Is it honest mistakes or mistakes by purpose? We use to wander every month after looking at the process dashboard. Even though we keep the tools and checkpoints in place, it feels like slipping through the cracks. In the event where you can recognize a common mistake and the one Clinical Specialist make, we can make an attempt to dodge them.
Patients most of the time are not aware of their benefits, coverage, and coverage during emergency situations. A mistake can happen in many places in the patient’s account resulting in an unclean claim, or a wrong balance on a statement.
There is a lot of misplaced views held by the general public. Excessive fear of reprisal causes most junior doctors to commit minor mistakes they otherwise wouldn’t make. In the below articles we discuss some of the common mistakes committed in the Claims that you can avoid in the future.
While sending the claim to insurance, billing professionals may click the submit button twice, then one of the claims will become duplicate.
Another main reason for this denial is not submitting the ‘corrected claim’ properly. We need to mention the corrected claim in the CMS 1500 form every time according to the insurance requirement.
To further complicate things, Insurance has a specific process for how they accept claims. To receive payment your doctor must follow that process. There are thousands of checkpoints systems used to determine whether to accept or reject a claim.
Incorrect Patient information may cause denial, the checkpoint is put in place via clearinghouse while submitting, but the ‘jr’ and ‘Middle name’ can be missed out and it is enough to do the damage for the claim.
It can even be complicated if the patient changed his insurance plan and we submitted it to a different department. This can cause confusion and the billing side and end up in an appeal. Identification of the right population segments based on demographics data is important for reimbursement.
When you are billing the claim that as a complication it is important for the insurance to verify the medical documents. This can be more applicable while working on Durable Medical Equipment(DME). Even though we obtain the proper authorization for the claim, some insurance company also demands to submit the medical records.
If the medical records are stuck with the Physician and if there is no proper communication between the provider and the medical billing company. It may be ageing in the bucket for a long period of time. This can be avoided by using EHR or other electronic medical record software.
The affordable care act changed the US healthcare system and made healthcare affordable for more patients. So insurance companies found different methods to confuse the patients. One of the biggest problems with insurance companies is changing rules and regulations. This causes confusion among providers. With the added regulations come added forms, pre-qualifications, etc etc etc.

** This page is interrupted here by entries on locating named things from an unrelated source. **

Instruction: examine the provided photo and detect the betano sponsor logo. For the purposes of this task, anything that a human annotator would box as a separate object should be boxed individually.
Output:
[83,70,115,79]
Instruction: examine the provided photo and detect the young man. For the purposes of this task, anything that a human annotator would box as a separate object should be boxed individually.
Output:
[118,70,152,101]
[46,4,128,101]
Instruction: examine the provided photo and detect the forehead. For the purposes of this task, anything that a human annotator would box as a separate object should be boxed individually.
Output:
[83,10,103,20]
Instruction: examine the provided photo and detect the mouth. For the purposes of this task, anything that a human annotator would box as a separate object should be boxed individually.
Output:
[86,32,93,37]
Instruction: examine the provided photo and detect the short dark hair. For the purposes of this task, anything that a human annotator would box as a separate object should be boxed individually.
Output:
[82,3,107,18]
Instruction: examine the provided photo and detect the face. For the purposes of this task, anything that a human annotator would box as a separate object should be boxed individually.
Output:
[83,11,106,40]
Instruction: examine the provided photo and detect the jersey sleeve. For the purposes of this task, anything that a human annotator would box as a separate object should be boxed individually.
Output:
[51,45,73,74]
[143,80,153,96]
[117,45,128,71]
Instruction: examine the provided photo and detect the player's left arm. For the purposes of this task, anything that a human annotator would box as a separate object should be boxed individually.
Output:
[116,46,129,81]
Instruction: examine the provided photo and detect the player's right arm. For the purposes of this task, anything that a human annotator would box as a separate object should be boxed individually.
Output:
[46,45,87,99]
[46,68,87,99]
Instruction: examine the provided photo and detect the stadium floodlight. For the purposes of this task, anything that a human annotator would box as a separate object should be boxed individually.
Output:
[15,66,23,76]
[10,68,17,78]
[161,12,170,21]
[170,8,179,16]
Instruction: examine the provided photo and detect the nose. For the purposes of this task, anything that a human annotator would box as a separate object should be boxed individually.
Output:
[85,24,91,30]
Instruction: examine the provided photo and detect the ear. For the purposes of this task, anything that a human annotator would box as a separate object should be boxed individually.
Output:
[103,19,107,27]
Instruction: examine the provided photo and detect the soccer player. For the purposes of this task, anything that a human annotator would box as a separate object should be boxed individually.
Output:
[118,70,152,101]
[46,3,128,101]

One payer may require a “modifier” code and another payer will send the bill back and request that the modifier be removed due to some internal code change or government regulation that affects them
Most of the small medical practices haven’t fully transitioned to digital. EMR or Electronic Medical records may greatly be benefited in the future. But currently, the cost is high for maintaining the medical records for the patients.
And it would be difficult for the billing company ]to work towards obtaining the medical records. And this causes confusion and the bill may be submitted without the required clinical and causes the denials.
The Clearinghouse checks for the patient’s eligibility before submitting the claim to the insurance. But sometimes, patients may change the plan internally and we needed to submit it to a different Payer ID in the EDI(Electronic Data Interchange).
These kinds of scenarios occur especially when the patient is having Managed care plans, where the plan changes monthly, and once the billing agent calls the insurance company they will tell them to submit to the different insurance.
ICD-10 was implemented in the US from Oct 2015. Inexperienced coders make lots of mistakes in determining the Diagnosis(Dx) and Procedural code. It is also advisable for doctors to verify the Local Coverage Determination(LCD) and Insurance guidelines for the procedures that are most billed.
We need to check whether Bundling/Unbundling a procedure code is coded per the insurance guidelines. Sometimes even the right combination of codes may deny stating Bundled per the insurance guidelines. An experienced Medical Billing Coder will recognize it initially and stop it from occurring.